És supersticioso? Tens pequenos rituais antes da corrida?
AFC: Não. A única coisa é que entro no carro sempre pelo lado esquerdo. No DTM não tinha outra hipótese, nem nos GTs. Na Fórmula E, às vezes não é possível. Quando fazemos a troca de carro, obriga-me a saltar pelo lado direito. Mas não sou supersticioso. O que vier, veio.
O que não pode faltar na tua mala?
AFC: Roupa. Sempre que perco a mala é um filme gigante. Nada de especial. Uma coisa simples. Um par de boxers para cada dia e está feito.
Há muita adrenalina após uma corrida. É fácil voltar ao normal?
AFC: É importante, quer se ganhe ou perca, voltar à rotina rapidamente. Na maior parte das segundas-feiras a seguir às corridas, volto ao ginásio, voltou a treinar, como se não fosse nada, seja uma vitória importante, menos importante, uma derrota que nos custe um pouco mais. O importante é voltar à rotina e não ficar a pensar tanto no bom ou no mau resultado. É importante, mesmo nos maus, usarmos essa energia para nos voltar a motivar.
Andas rápido na estrada? Tens o pé pesado no acelerador?
AFC: Não! Hoje em dia, se puder andar ao lado ou atrás no carro, ainda melhor. Tenho a sorte de largar toda a minha adrenalina nos circuitos e quando chego à estrada quero é andar devagar.
A tua família e amigos consideram-te uma pessoa acelerada ou calma?
AFC: Sou um bocado acelerado a nível de horários. Ao longo destes anos todos com a BMW, tornei-me um bocadinho alemão. Tenho o dia contado, sou pontual, gosto de fazer as coisas bem, tenho quase um itinerário para o dia. Quando vejo alguns atletas de outras modalidades, por exemplo do surf, é completamente o oposto. Não têm horas para nada; é o que for. Vejo uma grande diferença. Acho até que quem está mal sou eu. Não estou muito adequado ao estilo de vida dos meus amigos e da família. Tornei-me assim. Foi uma forma que encontrei de ser metódico e fazer as coisas à minha maneira.

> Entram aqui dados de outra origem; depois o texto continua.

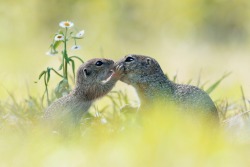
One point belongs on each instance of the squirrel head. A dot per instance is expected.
(94, 71)
(137, 68)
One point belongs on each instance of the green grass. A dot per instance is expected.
(109, 137)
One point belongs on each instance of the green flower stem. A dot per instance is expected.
(65, 56)
(56, 72)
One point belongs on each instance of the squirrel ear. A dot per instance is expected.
(148, 61)
(86, 72)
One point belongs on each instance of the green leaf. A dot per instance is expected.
(42, 73)
(60, 67)
(56, 44)
(215, 85)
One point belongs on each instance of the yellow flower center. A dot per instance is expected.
(67, 24)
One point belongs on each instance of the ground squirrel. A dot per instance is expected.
(151, 84)
(92, 82)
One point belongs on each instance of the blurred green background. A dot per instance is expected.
(188, 37)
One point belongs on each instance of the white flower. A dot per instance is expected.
(76, 47)
(80, 34)
(59, 37)
(51, 53)
(66, 24)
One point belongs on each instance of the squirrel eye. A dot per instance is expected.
(99, 63)
(129, 59)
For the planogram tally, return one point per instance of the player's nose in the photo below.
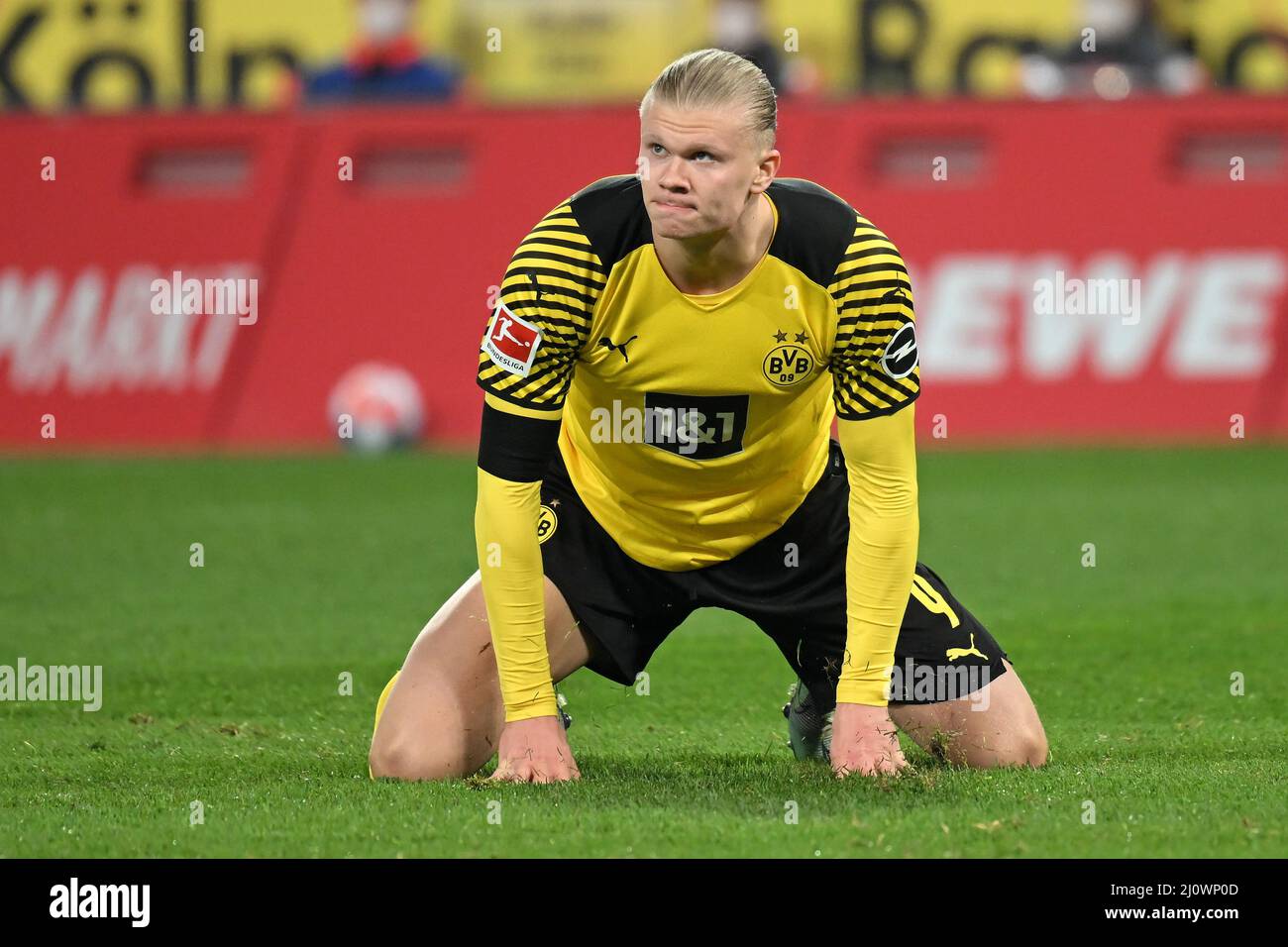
(671, 176)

Objetivos pessoais e profissionais para 2018.
AFC: Para já o meu ano está para ser confirmado. Espero que seja muito em breve. Sei que a BMW quer confirmar o programa completo de todos os pilotos ainda antes do Natal. Acho que estão a finalizar tudo isso. Tenho confiança que irei ter um programa muito preenchido. Foi para isso que andei a trabalhar. Não escondo que estar presente no WEC (Campeonato do Mundo de Resistência, ndr), com o M8 GTE, será o meu objetivo para 2018. Estive muito envolvido nos testes com esse novo carro. Se isso puder acontecer e conciliar os dois campeonatos, a Fórmula E e o WEC, seria ótimo. Estar no WEC com um carro novo e ganhar Le Mans é um objetivo e um grande feito. Deus queira que se venha a confirmar ser esse o meu programa.
Como gostarias de ser recordado como piloto?

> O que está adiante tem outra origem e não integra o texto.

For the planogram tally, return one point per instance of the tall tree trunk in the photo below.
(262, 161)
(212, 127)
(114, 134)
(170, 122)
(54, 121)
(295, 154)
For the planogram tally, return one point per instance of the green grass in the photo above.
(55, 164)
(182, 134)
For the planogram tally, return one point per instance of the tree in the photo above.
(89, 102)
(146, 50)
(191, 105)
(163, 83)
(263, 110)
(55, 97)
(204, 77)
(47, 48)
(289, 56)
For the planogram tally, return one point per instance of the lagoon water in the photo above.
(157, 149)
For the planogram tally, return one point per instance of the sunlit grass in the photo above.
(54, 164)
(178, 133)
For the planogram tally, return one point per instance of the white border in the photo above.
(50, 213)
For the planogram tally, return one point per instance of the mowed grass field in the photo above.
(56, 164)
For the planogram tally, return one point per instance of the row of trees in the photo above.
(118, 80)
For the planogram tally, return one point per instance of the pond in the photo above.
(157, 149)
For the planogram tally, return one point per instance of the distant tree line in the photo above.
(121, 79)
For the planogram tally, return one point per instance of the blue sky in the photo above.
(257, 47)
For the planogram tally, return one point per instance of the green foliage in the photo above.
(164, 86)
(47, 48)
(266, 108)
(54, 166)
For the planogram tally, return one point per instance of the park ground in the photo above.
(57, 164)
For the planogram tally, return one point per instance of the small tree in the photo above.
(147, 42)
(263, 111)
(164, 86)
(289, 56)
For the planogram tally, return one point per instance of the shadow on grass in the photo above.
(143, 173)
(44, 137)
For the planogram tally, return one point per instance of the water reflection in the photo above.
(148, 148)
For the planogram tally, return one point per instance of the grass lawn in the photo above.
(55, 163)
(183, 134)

AFC: Como um lutador. Acho que nunca baixo os braços. Já consegui várias reviravoltas. Quando tudo estava mal, consegui sair por cima. É um bocado essa a imagem que tento passar. Sei que quando os adversários me veem nos espelhos não gostam. Isso é um bom sinal. Sou um piloto agressivo, às vezes até demais. A mensagem importante a passar é que mesmo vindo de país pequeno como o nosso, nada é impossível. Estive muito perto da F1. Se visse alguém nessa posição, gostava de ajudar a que isso fosse possível. Mesmo vindo de um país pequeno, se trabalharmos e formos bem-sucedidos, podemos alcançar os melhores do mundo.